Table 3 reports the VCM measured effective densities of all ENMs. For carbon based ENMs, the effective densities (1.04–1.25 g/cm³) were only slightly different from their respective raw material densities (1.25–1.85 g/cm³). In contrast, the effective densities of metal/metal oxide ENMs (1.31–2.30 g/cm³) were significantly smaller in comparison to their raw material densities (4.25–10.50 g/cm³). Particle effective density and particle size in dispersion medium (i.e. material agglomeration state) plays an important role in determining particle mobility in suspension and thus the overall ENM dose delivered to the cells in-vitro (Cohen et al., 2013, Cohen et al., 2014b, DeLoid et al., 2014).

Table 3.

Mass, surface area and particle concentration as cellular dose metric, based on administered and deposited doses for all ENMs dispersed in RPMI+10% FBS at a mass concentration of 50μg/mL following 24h exposure. The dose estimates derived from the ISDD model calculations with effective density measurements (Hinderliter et al 2010; Cohen et al 2012) based on delivered ENM mass dose to cells over time. Reproduced in parts with permission from Pal et al. ACS Nano, 2014, 8 (9), pp 9003–9015.

Nanomaterial Label	Effective density ρe (g/cm3)	Deposition fraction constant α (h−1)	t90 (h)	Administered dose		Deposited dose
				Mass (μg)	SA (cm2)	Mass (μg)	SA (cm2)	Particles /cm2
SWCNHs-ox	1.25	0.010	227.34	10	11.54	1.88	2.17	1.97E+08
N110	1.04	0.010	224.11	10	1.11	1.92	0.21	1.59E+08
Printex-90	1.24	0.020	117.50	10	2.36	3.4	0.80	7.76E+08
TiO2 P25	1.31	0.082	27.99	10	2.74	9.84	2.70	3.76E+08
CeO2	1.69	0.046	50.23	10	0.87	7.35	0.64	6.75E+08
Ni Inco	1.78	0.026	88.00	10	0.91	4.46	0.41	5.18E+08
MnOx PALAS	1.52	0.033	68.91	10	0.58	5.73	0.33	5.94E+08
nAg	2.30	0.050	46.37	10	0.18	7.6	0.14	1.38E+09

SA: Surface area

Note: Surface area and particle number concentration dose metrics are based on ISDD model calculations. RID functions can be calculated by inserting appropriate alpha parameter, hydrodynamic diameter and effective density reported in Table 2 into equations 5, 6 or 7 for delivered mass, surface area, and particle number after a given exposure duration.

In addition, Table 3 summarizes the administered dose, particle- and media-specific deposition fraction constant, α (h⁻¹), VCM-ISDD estimated deposited doses and time required to deliver 90% of the administered dose to cell, t₉₀ (h) for all ENMs dispersed in RPMI+10% FBS condition.
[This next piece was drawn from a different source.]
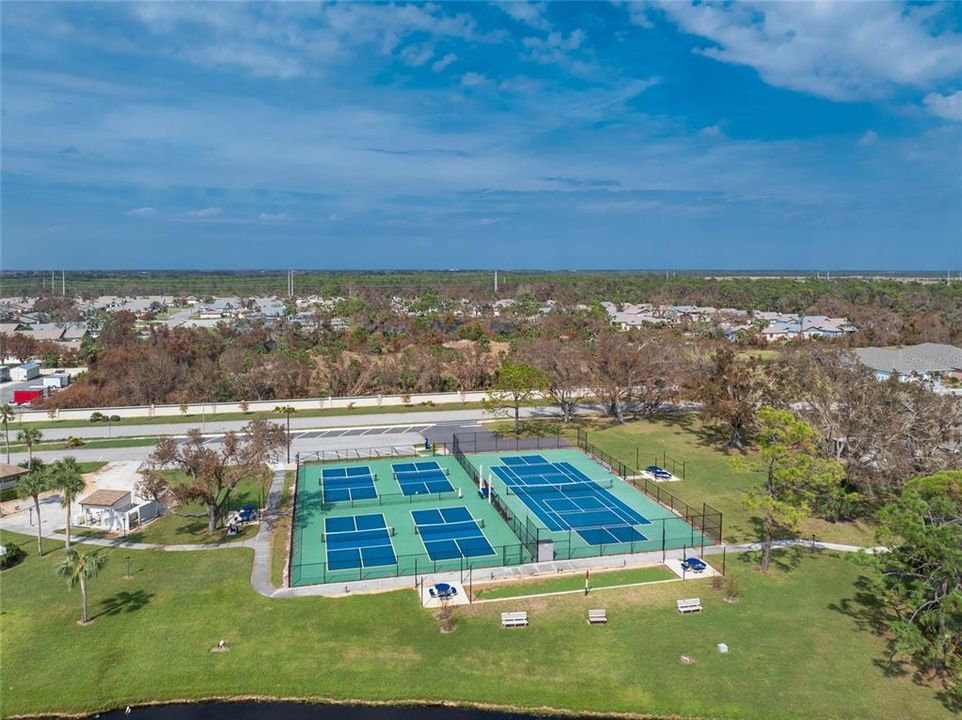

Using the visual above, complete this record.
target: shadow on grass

Figure 4 illustrates the VCM-ISDD derived time elapsed estimated deposited dose for all ENMs, as described in detail in Cohen et al 2014b.

Figure 4.

VCM-ISDD model based calculations for NM delivered dose for different ENM formulations in RPMI+10% FBS medium. Reproduced in parts with permission from Pal et al. ACS Nano, 2014, 8 (9), pp 9003–9015.
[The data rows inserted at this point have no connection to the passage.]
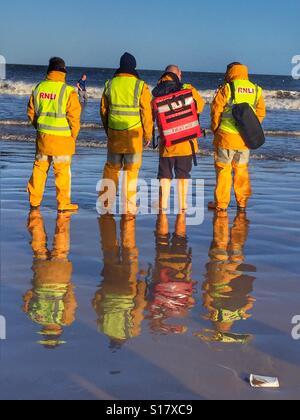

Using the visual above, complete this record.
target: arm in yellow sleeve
[256,95,267,123]
[27,95,37,128]
[211,85,229,133]
[100,93,109,134]
[140,84,154,141]
[67,91,81,140]
[188,85,205,114]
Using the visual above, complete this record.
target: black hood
[152,73,183,98]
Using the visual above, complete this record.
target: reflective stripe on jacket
[33,80,74,137]
[220,80,262,134]
[105,77,145,131]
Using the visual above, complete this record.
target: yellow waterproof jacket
[100,73,153,154]
[211,64,266,151]
[27,71,81,156]
[159,75,205,157]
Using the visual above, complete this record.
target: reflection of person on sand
[23,210,77,348]
[93,215,147,350]
[195,213,256,344]
[148,214,195,334]
[77,74,88,104]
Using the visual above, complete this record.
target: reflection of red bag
[153,89,202,147]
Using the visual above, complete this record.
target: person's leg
[175,213,186,238]
[53,156,78,211]
[27,210,49,260]
[27,154,51,207]
[123,153,142,215]
[233,150,252,209]
[99,152,124,213]
[215,148,235,210]
[158,157,175,213]
[174,156,193,213]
Effective density influences deposition fraction constant, α and t₉₀. ENMs with higher effective density value aggregates (mostly metal/metal oxides) had a comparatively larger α values and lower t₉₀ values in contrast to ENMs with lower effective density value aggregates (carbon based ENMs). Consequently, SWCNH-ox, and N110 had t₉₀ values higher than 200h whereas ENMs like TiO₂, CeO₂ and nAg had t₉₀ values less than 50h indicating high dose deposition, as illustrated by the deposition fraction curves in Figure 4. Note that ~5–30% of the administered dose was delivered to cells at 6h, with greater differences in the delivered dose observed at 24 h (~15% for SWCNH-ox and N100 to ~95% for TiO₂ P25).
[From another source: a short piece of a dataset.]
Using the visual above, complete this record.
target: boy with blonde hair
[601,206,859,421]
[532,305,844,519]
For this study, currently available mathematical models for calculating deposited dose were utilized, that do not account for dynamic changes to agglomerate characteristics over time that can occur in various physiological media. As shown in Table 2, slight changes to agglomerate diameter may occur over the course of an in vitro exposure, and these slight shifts may impact the delivered to cell dose over time. Currently our group is working to develop more sophisticated models that account for dynamic changes to particle size and density over time that will more accurately reflect these changes and their impact on dosimetry. Moreover, agglomerate stability over time is greatly affected by dispersion protocol, re-emphasizing the importance of standardized and optimized protocol to ensure agglomerate properties remain as stable as possible throughout the duration of an in-vitro assay.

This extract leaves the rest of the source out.